Vor alter Zeit lebte ein großer Jäger. Er ging jeden Tag auf die Jagd, eine andere Beschäftigung hatte er nicht. Abends kam er nach Haus, ob er nun etwas geschossen hatte oder nicht. Er hatte aber keine eigentliche Wohnstätte - er lebte wie die Zigeuner: wo er einen guten Platz im Walde fand, dort ließ er sich zum Schlafen nieder. Er legte sich auf das Laub zum Schlafen nieder, und dort war auch sein Haus und Heim.
Auf diese Weise ging der Jäger auf die Jagd, bis er dreißig Jahre alt wurde. Dann traf er im Walde ein Weib, das bat ihn: "Lieber ("goldener") Mann, teurer Mann, rühr mich nicht an, ich will deine Frau werden!" Aber der Mann sagte: "Was für eine Frau? Ich weiß ja nicht einmal, was eine Frau ist!" "Liebes Jägerlein, töte mich nicht!" Der Jäger aber wollte sie töten, bis er denn auch einen Schuß in den Wald schoß. Das Weib erschrak sehr: "Liebes Schützchen, töte mich nicht! Ich will auch deine Frau werden." Der Schütze tötete sie nicht und sagte zu ihr: "Wenn du mir gehorchen und mit mir schlafen wirst, will ich dich zur Frau nehmen." Das Weib versprach, mit ihm zu leben, ihm das Essen zu bereiten und allen seinen Befehlen zu gehorchen. Was der Mann nur befehle, das wolle sie tun.
Zu zweit gingen sie also nach Haus. Aber der Jäger hatte ja nirgends ein Heim, so hatte auch dieses Weib kein Haus. Dann brachte der Mann das Weib zu seiner alten Wohnstelle, wo er die letzte Nacht im Laub geschlafen hatte. Dort schliefen sie die Nacht über, und am Morgen ging dann der Mann wieder in den Wald, um zu jagen. Die Frau aber blieb zu Haus, um das Essen zu bereiten.

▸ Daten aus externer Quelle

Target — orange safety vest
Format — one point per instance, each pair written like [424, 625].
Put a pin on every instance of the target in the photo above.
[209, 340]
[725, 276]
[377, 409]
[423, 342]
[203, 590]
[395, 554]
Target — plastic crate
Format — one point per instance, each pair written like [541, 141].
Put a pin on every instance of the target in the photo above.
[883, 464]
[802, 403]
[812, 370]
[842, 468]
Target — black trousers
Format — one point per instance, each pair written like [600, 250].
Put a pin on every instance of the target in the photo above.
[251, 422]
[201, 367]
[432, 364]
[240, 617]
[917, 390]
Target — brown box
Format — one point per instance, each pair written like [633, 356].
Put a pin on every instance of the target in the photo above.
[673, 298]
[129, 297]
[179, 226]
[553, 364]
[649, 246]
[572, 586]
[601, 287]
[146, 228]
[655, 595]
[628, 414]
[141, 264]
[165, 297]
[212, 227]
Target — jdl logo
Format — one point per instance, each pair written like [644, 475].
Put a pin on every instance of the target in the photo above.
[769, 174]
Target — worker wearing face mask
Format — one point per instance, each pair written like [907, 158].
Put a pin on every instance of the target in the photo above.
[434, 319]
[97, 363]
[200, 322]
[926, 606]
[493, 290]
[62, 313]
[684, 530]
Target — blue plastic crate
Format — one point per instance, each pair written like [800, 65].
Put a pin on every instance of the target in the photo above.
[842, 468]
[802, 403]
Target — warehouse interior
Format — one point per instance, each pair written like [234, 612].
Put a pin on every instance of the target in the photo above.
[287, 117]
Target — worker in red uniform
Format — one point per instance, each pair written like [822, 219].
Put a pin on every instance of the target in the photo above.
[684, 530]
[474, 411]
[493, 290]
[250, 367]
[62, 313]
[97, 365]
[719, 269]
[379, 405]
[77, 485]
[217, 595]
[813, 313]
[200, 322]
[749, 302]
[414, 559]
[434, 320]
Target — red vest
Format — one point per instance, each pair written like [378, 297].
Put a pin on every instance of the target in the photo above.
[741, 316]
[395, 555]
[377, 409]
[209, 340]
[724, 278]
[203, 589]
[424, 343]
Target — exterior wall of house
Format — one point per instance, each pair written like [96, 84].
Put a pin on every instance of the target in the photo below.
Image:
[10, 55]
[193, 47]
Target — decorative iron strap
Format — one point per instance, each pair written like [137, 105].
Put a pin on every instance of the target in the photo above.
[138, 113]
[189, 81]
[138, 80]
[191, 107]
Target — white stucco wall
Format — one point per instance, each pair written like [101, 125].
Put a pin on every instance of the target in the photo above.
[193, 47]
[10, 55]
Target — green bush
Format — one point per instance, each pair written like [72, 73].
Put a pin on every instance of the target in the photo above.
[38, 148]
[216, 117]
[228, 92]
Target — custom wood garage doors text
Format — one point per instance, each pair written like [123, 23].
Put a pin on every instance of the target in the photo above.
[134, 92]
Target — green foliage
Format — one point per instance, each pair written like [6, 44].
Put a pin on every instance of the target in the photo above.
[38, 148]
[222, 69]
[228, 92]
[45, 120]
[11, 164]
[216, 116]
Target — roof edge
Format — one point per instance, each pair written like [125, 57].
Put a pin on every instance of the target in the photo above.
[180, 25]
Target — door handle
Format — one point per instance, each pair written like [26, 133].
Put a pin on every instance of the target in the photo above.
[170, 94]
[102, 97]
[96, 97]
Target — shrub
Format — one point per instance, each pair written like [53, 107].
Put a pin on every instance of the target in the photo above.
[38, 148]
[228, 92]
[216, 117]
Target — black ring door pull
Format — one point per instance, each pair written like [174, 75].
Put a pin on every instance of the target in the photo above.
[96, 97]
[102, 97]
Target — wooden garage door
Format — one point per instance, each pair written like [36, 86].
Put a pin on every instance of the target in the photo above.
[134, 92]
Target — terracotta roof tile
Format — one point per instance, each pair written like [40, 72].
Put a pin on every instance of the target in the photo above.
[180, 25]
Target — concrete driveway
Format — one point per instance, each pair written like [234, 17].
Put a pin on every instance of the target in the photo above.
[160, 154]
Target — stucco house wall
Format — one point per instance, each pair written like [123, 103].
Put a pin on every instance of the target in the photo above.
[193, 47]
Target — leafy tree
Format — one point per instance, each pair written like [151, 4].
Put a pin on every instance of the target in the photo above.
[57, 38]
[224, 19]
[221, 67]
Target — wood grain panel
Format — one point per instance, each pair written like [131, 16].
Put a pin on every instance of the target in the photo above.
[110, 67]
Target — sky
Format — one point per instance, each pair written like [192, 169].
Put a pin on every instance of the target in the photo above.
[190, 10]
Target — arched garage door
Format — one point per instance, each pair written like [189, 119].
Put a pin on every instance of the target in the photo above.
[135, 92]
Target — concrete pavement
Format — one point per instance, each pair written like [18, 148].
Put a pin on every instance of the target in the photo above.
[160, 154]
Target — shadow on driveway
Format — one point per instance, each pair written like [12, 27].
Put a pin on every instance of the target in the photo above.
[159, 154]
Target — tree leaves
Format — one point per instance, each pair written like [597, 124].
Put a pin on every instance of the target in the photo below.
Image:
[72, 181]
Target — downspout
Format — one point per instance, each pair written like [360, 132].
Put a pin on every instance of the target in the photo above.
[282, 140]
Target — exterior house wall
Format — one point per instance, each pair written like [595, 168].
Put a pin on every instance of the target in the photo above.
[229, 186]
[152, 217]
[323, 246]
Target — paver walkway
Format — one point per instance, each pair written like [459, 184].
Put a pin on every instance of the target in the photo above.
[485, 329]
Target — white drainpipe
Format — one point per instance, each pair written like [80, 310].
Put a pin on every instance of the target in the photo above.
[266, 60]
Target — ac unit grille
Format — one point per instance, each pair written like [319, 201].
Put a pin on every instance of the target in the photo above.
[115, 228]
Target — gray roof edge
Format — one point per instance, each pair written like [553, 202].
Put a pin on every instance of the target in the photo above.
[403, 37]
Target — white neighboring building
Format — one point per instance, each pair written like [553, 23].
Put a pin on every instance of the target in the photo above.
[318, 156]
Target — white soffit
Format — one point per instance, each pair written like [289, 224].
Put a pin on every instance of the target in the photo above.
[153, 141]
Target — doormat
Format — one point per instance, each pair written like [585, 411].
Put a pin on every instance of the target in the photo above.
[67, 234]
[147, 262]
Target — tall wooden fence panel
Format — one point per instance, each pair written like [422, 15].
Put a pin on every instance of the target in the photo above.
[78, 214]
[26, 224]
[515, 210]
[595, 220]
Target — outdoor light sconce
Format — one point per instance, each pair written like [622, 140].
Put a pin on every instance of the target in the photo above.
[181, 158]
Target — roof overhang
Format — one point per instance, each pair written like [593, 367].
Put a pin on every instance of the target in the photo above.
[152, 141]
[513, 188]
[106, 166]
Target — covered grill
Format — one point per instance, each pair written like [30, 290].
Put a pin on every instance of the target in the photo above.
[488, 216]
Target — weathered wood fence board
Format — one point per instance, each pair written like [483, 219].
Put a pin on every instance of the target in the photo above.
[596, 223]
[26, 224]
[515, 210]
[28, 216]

Die Frau grub zu Hause in den Sandhügel auf der Heide eine Grube, legte eine hölzerne Lage darauf und ließ gegen die Sonne unter der Decke ein Loch als Fenster; dieses Fenster nannte sie Eckloch. Aber das Türloch ließ sie gegen Norden und hängte eine Pferdehaut mit dem Schwanz nach unten als Tür davor. Wenn nun jemand ins Zimmer gehen wollte, brauchte er nur mit dem Schwanz die Tür aufzuziehen. In die Wand des Zimmers aber grub sie einen Herdofen ("Plietenofen") und zog sogar ein Rohr hinter der Wand nach außen.
Als der Mann nach Hause kam und schon von weitem sah, was die Frau dort gemacht hatte, dachte er: "Sie hat mir das Totengrab gegraben!" und fürchtete sich, nach Hause zu gehen. Er setzte sich nieder und zündete die Pfeife an. Die Frau aber sah den Rauch, ging hinaus und schaute, was dort los war. Sie sah, daß ihr eigener Mann da saß und die Pfeife rauchte, und die Frau rief den Mann nach Haus.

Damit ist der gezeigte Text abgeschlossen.